Sen. Chap Petersen, D-Fairfax. (Ned Oliver / Virginia Mercury)
Shortly after a Virginia Senate committee voted Tuesday to defeat a bill creating an across-the-board $20,000 cap on donations to political candidates running for the General Assembly and executive branch offices, the same panel took up another bill that would have only banned political donations from publicly regulated utilities like Dominion Energy.
Republican senators on the committee quickly noted that Dominion critics have put enormous sums of money behind Dominion-averse candidates.
“I’m afraid this bill would leave them defenseless,” Sen. Mark Peake, R-Lynchburg, said of the state’s utilities.
Sen. Bryce Reeves, R-Fredericksburg, pointed specifically to Charlottesville megadonor Michael Bills, the main backer of advocacy group Clean Virginia, and asked how Dominion could “counter” all the money being spent against the company.
“Well, if you’d passed the bill I had in front of you five minutes ago, you would’ve countered it,” said Sen.
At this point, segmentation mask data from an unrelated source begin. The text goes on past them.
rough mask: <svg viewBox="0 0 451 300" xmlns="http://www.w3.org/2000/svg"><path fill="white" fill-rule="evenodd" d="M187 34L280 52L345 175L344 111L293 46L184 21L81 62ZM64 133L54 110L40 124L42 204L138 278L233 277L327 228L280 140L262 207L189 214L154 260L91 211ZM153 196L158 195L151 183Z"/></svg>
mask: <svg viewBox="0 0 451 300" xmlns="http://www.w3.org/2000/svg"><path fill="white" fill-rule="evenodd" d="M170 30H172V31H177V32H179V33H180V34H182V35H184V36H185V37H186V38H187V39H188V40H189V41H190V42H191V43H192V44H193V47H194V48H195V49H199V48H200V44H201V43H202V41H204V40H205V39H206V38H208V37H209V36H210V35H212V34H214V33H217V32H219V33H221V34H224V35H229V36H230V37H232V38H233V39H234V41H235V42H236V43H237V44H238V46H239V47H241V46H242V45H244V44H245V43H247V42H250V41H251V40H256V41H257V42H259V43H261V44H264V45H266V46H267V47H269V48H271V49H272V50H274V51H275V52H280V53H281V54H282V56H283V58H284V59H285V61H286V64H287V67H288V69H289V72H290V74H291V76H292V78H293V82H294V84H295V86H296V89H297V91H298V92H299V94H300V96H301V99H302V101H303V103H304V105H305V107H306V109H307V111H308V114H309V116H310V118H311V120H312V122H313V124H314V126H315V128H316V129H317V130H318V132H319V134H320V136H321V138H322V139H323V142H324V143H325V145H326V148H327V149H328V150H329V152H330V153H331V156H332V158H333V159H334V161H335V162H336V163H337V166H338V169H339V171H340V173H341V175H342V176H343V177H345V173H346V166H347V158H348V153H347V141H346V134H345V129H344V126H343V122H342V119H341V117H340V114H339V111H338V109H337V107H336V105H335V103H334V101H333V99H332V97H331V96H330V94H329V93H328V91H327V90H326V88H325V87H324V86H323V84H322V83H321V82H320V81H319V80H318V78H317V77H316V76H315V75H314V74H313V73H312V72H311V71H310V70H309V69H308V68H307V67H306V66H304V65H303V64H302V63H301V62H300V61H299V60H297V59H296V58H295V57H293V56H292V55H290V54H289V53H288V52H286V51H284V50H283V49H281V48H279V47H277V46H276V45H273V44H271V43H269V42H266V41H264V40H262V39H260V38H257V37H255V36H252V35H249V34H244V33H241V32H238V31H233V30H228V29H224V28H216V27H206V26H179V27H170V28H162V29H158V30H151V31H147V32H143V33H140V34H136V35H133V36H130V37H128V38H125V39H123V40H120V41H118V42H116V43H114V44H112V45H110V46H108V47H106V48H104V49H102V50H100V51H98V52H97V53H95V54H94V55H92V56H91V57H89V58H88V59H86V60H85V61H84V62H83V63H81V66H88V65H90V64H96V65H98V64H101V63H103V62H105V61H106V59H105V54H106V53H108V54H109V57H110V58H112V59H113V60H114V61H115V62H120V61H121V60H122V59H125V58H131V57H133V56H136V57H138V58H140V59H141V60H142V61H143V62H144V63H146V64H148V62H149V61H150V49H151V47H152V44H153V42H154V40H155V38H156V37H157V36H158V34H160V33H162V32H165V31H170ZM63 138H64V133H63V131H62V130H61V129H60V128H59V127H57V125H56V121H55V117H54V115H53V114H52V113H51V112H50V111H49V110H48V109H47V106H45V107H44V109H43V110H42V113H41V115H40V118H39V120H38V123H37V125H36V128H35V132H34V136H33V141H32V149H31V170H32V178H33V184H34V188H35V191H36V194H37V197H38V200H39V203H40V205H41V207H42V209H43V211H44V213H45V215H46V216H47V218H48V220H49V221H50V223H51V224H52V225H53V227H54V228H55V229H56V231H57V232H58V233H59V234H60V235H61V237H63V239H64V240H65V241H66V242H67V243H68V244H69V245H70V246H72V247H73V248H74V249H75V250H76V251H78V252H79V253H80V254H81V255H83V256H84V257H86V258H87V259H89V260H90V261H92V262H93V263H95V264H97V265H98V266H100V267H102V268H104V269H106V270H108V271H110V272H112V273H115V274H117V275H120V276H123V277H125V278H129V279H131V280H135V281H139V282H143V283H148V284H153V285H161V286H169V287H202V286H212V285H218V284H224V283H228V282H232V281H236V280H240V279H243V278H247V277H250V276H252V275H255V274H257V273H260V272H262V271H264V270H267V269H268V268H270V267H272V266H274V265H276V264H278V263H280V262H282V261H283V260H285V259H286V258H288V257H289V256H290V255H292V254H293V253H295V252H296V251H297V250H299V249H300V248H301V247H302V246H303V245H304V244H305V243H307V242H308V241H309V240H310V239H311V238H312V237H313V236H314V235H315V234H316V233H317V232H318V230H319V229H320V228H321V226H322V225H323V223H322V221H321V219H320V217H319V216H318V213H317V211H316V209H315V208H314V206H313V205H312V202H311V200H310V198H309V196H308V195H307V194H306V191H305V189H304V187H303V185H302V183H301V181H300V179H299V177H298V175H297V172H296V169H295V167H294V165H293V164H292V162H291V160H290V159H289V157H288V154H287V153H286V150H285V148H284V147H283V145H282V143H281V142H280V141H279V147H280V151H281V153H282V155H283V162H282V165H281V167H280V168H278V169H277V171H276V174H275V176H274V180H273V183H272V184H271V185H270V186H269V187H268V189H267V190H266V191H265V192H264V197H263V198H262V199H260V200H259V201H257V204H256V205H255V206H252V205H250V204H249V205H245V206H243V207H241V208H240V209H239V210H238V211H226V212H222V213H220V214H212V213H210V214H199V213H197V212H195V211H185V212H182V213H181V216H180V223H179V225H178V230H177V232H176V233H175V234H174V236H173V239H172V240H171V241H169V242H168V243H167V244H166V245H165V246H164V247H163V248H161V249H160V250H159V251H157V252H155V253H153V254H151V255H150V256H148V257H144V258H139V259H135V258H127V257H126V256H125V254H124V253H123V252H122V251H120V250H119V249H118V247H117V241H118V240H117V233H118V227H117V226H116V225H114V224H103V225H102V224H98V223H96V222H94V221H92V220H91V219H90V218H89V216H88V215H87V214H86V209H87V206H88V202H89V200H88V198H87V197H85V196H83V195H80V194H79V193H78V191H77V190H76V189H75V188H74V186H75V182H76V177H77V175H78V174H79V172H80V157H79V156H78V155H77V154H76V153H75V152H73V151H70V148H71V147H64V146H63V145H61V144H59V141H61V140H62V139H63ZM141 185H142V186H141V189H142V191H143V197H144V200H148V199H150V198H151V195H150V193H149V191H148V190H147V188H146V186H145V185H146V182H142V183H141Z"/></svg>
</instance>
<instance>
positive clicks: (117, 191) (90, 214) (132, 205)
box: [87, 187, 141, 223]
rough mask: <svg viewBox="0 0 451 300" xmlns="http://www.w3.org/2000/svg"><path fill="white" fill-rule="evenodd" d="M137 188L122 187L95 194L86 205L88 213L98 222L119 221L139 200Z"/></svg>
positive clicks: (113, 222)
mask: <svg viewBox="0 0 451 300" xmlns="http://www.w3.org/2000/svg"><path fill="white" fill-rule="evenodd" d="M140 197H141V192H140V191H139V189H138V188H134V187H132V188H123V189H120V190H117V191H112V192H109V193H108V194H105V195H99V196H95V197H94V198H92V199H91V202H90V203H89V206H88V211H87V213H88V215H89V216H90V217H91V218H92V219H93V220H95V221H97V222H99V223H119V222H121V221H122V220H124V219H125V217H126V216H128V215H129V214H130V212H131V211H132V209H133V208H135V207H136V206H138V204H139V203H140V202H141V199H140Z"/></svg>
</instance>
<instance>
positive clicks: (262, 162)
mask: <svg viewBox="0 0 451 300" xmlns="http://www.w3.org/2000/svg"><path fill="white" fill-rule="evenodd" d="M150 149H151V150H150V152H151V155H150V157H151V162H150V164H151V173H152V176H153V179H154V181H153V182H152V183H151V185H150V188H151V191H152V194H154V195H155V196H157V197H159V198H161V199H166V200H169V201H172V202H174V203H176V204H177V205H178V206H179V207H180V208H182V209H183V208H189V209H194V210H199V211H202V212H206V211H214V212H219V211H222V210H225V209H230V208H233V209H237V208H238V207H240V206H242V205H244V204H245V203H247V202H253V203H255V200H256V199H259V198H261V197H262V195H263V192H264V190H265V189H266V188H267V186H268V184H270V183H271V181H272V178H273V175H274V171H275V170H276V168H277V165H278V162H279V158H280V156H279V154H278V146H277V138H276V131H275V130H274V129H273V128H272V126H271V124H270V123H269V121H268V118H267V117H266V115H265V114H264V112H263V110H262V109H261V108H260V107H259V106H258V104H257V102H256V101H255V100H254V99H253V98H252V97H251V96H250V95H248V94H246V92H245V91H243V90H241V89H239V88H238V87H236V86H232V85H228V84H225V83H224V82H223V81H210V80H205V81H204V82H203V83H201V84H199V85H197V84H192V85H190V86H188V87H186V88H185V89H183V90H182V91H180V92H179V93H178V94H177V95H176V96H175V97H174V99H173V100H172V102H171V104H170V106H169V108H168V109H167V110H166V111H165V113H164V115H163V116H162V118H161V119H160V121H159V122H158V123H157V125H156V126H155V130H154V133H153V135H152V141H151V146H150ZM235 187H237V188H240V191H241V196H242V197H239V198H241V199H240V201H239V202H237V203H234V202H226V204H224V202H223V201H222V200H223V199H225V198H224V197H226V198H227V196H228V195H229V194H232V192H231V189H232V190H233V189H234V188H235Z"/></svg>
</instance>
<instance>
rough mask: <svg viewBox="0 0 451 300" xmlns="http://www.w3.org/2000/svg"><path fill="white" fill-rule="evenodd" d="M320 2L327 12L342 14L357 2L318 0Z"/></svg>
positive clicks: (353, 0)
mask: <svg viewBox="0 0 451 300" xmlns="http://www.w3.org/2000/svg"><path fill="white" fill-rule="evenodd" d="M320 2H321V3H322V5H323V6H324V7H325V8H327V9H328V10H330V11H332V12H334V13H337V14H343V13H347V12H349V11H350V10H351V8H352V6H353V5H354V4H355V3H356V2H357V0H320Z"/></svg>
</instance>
Chap Petersen, D-Fairfax, the sponsor of both bills that went down in defeat in just the second week of an election-year legislative session.
The votes to kill the bills were bipartisan and not particularly close, with the broader bill setting a $20,000 cap failing 5-10 and the utility-focused bill dying 3-12.
Members of the Senate Privileges and Elections Committees warned of unintended consequences if Virginia were to move away from its unlimited, transparency-based campaign finance system and joined numerous states and the federal government in setting caps on how much money candidates can accept from one source.
Because Petersen’s first bill only applied donation limits to candidates and not political caucuses or outside groups, Sen. Jill Vogel, R-Fauquier, warned it would give deep-pocketed outside groups more power to dictate how campaigns should be run.
“It will be parties or caucuses or outside groups that 100% drive our messages,” Vogel said. “And I would like to drive my message.”
Sen. Scott Surovell, D-Fairfax, called the topic a “very complicated issue.”
“There’s no question that it’s something people want to deal with,” Surovell said. “But it’s a very big issue that’s going to take a lot of time to solve.”
To dedicate more time to the issue, the General Assembly set up a special joint subcommittee in 2021 that was supposed to study various campaign finance reform proposals and make recommendations on what the legislature should do. But that body only met a few times in 2021.
It didn’t meet at all in 2022, and didn’t produce a report that was supposed to inform legislators on the topic for the 2023 session.
Senators who opposed Petersen’s bills also raised concerns about self-funded candidates, whom courts have ruled have a First Amendment right to spend their own money on campaigns.
“Look guys, I get it — loopholes,” Petersen said. “Nearly every other state in the union has limits on campaign finance. We act like if this happens Western civilization is going to come to an end. It’s not.”